Ça commençait bien pour moi, de toutes façons je dois dire qu'il y a eu un bon Dieu pour moi tout au long de la guerre et je ne peux citer tous les exemples où il m'est venu en aide.
Un jour de 1940, le garde champêtre du Thillot est passé dans toutes les maisons pour nous dire que tous les hommes âgés de 18 à 50 ans devaient se réunir à la gare du Thillot en vue d'être déplacés vers le Sud pour ne pas être enrôlés.
Ce sont des camions gazo-bois, des transports Peureux et Philippe du Thillot, qui nous ont transportés. Heureusement qu'il s'agissait de gazo-bois, s'ils avaient roulé à l'essence, nous ne serions pas allés bien loin en raison des pénuries de carburant.
Bien après Besançon, mais avant d'arriver à Lyon, j'ai vu des colonnes de réfugiés, des femmes des enfants des vieillards se faire mitrailler par l'aviation Italienne.
Nous nous trouvions dans ce cortège, personne n'a vraiment compris ce qu'il se passait, en effet, nous étions des civils, pas des soldats!
Nous avons donc bifurqué vers l'intérieur au lieu de descendre plus bas vers le Sud.

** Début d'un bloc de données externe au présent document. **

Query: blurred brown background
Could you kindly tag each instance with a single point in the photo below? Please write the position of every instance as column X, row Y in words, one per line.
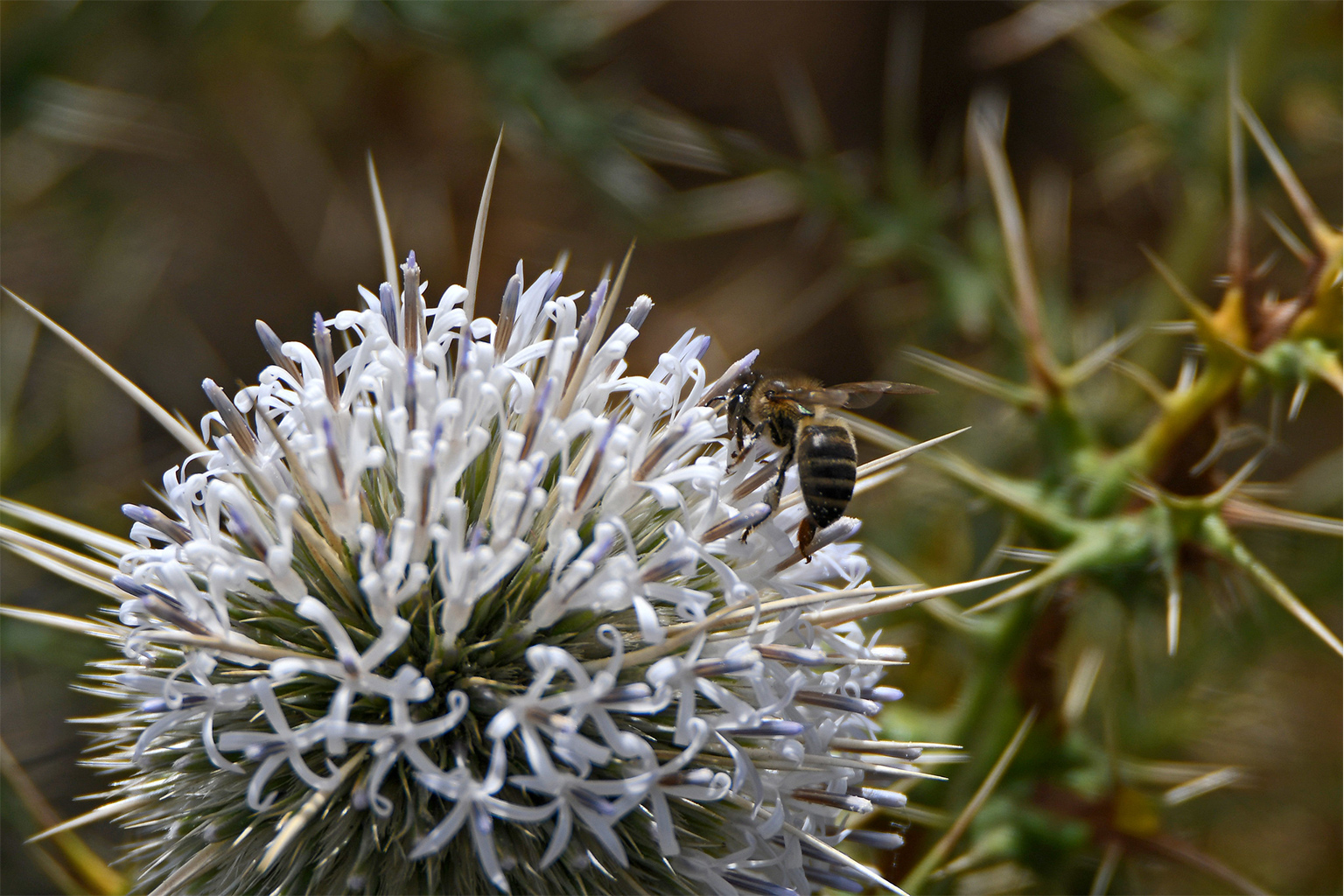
column 173, row 171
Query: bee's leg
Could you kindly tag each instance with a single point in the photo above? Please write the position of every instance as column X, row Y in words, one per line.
column 807, row 531
column 772, row 497
column 745, row 444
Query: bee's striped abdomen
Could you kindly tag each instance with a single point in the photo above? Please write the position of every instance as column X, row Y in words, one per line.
column 827, row 466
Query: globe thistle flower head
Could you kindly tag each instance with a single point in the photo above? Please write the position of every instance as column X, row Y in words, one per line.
column 458, row 605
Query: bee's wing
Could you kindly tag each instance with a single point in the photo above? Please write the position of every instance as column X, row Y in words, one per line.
column 859, row 394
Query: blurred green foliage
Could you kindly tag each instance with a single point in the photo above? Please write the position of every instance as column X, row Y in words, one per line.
column 828, row 183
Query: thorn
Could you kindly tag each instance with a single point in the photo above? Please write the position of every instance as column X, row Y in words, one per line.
column 1321, row 231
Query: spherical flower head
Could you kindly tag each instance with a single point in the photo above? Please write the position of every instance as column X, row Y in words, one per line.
column 466, row 606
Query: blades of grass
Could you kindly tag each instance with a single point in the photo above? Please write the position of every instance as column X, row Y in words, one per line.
column 60, row 621
column 101, row 813
column 598, row 333
column 60, row 567
column 1324, row 235
column 385, row 231
column 1026, row 289
column 1236, row 250
column 473, row 265
column 182, row 433
column 1031, row 30
column 934, row 858
column 85, row 864
column 57, row 524
column 74, row 560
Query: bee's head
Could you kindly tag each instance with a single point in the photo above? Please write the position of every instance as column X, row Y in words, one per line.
column 777, row 396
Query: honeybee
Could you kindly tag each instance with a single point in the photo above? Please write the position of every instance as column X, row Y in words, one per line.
column 794, row 414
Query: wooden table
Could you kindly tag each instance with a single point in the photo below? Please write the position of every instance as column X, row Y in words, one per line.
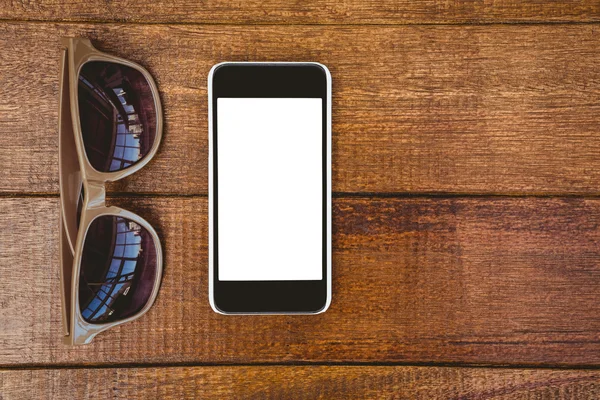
column 466, row 213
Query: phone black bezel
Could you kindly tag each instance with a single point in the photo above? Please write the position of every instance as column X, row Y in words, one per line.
column 257, row 80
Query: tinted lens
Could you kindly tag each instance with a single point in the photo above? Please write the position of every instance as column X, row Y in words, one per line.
column 117, row 115
column 118, row 267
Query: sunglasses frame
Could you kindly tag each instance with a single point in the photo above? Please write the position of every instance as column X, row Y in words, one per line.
column 75, row 53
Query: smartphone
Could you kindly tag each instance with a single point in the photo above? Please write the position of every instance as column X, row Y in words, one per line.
column 269, row 188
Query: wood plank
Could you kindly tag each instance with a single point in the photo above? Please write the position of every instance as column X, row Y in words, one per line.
column 306, row 12
column 480, row 280
column 310, row 382
column 462, row 109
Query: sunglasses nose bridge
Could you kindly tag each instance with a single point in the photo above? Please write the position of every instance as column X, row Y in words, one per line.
column 96, row 194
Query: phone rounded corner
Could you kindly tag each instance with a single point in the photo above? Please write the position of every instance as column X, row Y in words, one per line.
column 215, row 68
column 325, row 70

Arrivés dans la Loire, nous avons pu emprunter l'unique pont qui subsistait, avant Orléans, tous les autres ponts avaient sénégalais.
Nous n'avions pas fait dix kilomètres que les soldats ont dû faire sauter le pont pour empêcher l'avancée des blindés allemands, c'est pour vous dire qu'ils n'étaient pas loin derrière nous.
Que vouliez vous que fassent les Français avec leurs petits canons de 75 et leurs mitraillettes contre les chars Allemands qui arrivaient !
De là nous sommes descendus dans le midi. Nous avons séjourné dans une école à Pierre-Ségade (Tarn). je me trouvais là avec René Grisvard du Thillot et d'autres, lorsque nous avons su que Pétain avait signé l'armistice.
Certains ont voulu remonter au Thillot, moi je n'ai pas voulu, j'ai préféré pousser vers le sud.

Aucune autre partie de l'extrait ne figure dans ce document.